Gaya sederhana itu bukan tanpa alasan. Bagi Andi Asman, efisiensi bukan sekadar simbol, melainkan strategi agar fokus utama tetap pada hasil yang dibawa pulang ke daerah. Di balik kesahajaan tersebut, ia memastikan setiap agenda pertemuan dengan kementerian berjalan efektif dan menghasilkan dukungan nyata bagi pembangunan Bone.

“Tidak masalah menggunakan mobil sedan tua dan tidur di mess. Yang terpenting dari rangkaian pertemuan dan koordinasi lintas kementerian, Pemkab Bone berhasil mengamankan alokasi anggaran mencapai ratusan miliar rupiah,” ujar Andi Asman dilansir dari detikSulsel, Rabu 22 April 2026.

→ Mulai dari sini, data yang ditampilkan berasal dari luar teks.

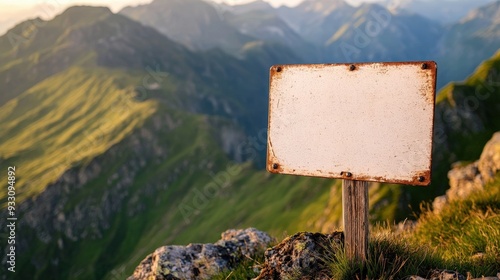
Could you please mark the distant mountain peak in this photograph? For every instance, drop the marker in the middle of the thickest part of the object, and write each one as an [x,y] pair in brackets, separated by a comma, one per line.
[322,6]
[82,15]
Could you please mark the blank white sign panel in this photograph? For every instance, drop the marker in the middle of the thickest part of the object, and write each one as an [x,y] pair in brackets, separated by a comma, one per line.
[370,121]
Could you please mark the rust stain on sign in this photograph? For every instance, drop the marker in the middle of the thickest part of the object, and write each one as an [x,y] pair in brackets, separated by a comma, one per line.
[367,121]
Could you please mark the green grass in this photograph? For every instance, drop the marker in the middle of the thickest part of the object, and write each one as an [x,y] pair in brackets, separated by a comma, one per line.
[463,237]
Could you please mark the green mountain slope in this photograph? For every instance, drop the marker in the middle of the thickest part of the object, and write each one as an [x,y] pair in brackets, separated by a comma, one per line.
[197,24]
[135,142]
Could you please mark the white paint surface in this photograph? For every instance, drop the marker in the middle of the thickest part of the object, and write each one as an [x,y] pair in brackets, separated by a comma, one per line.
[375,122]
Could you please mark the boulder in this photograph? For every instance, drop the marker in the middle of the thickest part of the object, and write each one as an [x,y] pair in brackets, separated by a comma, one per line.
[303,255]
[466,179]
[201,261]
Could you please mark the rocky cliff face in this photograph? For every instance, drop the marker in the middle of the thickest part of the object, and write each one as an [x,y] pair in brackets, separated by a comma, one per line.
[202,261]
[466,179]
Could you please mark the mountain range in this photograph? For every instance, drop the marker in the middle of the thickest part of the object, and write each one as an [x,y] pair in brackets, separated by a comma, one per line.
[148,127]
[320,31]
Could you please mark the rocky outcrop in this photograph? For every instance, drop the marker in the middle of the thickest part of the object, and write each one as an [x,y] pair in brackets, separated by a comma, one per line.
[302,256]
[470,178]
[201,261]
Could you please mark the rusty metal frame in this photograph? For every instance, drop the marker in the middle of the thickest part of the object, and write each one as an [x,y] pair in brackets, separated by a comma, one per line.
[418,84]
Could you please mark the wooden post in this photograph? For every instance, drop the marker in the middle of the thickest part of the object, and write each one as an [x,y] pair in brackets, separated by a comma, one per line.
[355,209]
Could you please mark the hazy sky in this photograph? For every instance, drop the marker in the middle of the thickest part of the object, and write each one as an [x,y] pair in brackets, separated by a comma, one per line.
[12,12]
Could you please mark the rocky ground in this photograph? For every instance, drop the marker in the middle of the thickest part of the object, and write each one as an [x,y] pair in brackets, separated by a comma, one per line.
[304,255]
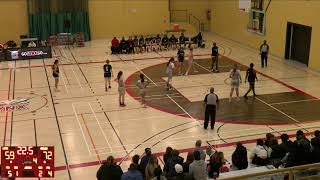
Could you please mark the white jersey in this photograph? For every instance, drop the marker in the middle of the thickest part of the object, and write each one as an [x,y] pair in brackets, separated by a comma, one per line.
[170,68]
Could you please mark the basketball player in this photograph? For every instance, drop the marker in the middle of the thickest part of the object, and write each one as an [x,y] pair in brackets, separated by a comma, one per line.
[190,62]
[169,71]
[55,74]
[108,73]
[251,76]
[264,51]
[180,56]
[142,85]
[235,81]
[121,88]
[214,57]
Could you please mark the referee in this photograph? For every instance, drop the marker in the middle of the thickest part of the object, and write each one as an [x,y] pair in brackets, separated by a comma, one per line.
[211,102]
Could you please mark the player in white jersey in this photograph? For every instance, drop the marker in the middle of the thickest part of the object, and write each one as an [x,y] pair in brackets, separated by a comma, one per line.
[235,81]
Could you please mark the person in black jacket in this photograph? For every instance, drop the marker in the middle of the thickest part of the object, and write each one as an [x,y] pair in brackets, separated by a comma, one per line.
[109,170]
[239,157]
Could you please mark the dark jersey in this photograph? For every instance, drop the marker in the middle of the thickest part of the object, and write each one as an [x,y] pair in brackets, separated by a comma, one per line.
[107,68]
[180,54]
[215,51]
[251,73]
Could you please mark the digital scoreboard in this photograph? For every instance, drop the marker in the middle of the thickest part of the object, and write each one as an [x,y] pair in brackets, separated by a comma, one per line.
[24,161]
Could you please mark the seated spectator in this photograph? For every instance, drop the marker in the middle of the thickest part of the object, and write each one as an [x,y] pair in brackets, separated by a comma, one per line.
[165,41]
[171,161]
[32,44]
[271,140]
[198,148]
[151,166]
[240,158]
[132,174]
[280,150]
[109,170]
[315,152]
[316,140]
[158,174]
[259,155]
[167,154]
[136,44]
[190,159]
[145,159]
[198,39]
[142,44]
[173,42]
[130,46]
[215,165]
[179,174]
[114,46]
[135,160]
[198,168]
[123,45]
[182,40]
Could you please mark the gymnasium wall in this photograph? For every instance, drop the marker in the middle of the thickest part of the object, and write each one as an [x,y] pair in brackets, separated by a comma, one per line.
[229,22]
[196,7]
[110,18]
[13,19]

Upaya lobi yang dilakukan Andi Asman membuahkan hasil signifikan. Salah satu yang paling strategis adalah dukungan peningkatan Bandara Arung Palakka. Proyek ini dinilai krusial untuk membuka konektivitas langsung ke Jakarta, yang pada gilirannya diharapkan mampu mempercepat pertumbuhan ekonomi dan mobilitas masyarakat Bone.

Selain sektor transportasi, perhatian pemerintah pusat juga mengalir ke bidang ketahanan pangan. Andi Asman mengungkapkan bahwa Kabupaten Bone memperoleh hibah penting dari Bulog serta dukungan dari Kementerian Pertanian untuk menghadapi potensi musim kemarau 2026 yang diprediksi lebih kering akibat fenomena perubahan iklim global.

“Bandara Arung Palakka akan mendapat suntikan anggaran agar bisa terbuka rute langsung ke Jakarta. Sementara di bidang ketahanan pangan mendapatkan hibah dari Bulog berupa 1 unit kendaraan lab, gudang Bulog sebanyak 2 unit, dan di Kementerian Pertanian berupa pompa besar, irigasi, dan lainnya dalam rangka menghadapi musim kemarau tahun 2026,” katanya.

Tidak hanya itu, langkah Andi Asman ini juga sejalan dengan kebijakan efisiensi belanja daerah yang tengah didorong pemerintah pusat, di mana kepala daerah diharapkan mampu menekan biaya operasional tanpa mengurangi kinerja. Strategi ini dinilai efektif untuk mengoptimalkan penggunaan anggaran sekaligus meningkatkan kepercayaan pemerintah pusat terhadap daerah.

Bagi Andi Asman, seluruh perjuangan tersebut merupakan bagian dari tanggung jawab sebagai kepala daerah dalam menjaga stabilitas kesejahteraan masyarakat, terutama di tengah ancaman krisis pangan dan ketidakpastian ekonomi global.

“Yang terpenting bukan bagaimana kita berangkat, tapi apa yang kita bawa pulang untuk rakyat. Kami berharap sektor pertanian Bone tetap produktif, distribusi pangan semakin kuat, serta pembangunan daerah terus bergerak maju secara berkelanjutan,” jelasnya.

Langkah sederhana namun berdampak besar yang ditunjukkan Andi Asman menjadi contoh bahwa efektivitas kerja tidak selalu bergantung pada kemewahan fasilitas. Justru, fokus pada hasil konkret dan kebermanfaatan bagi masyarakat menjadi kunci utama keberhasilan pembangunan daerah.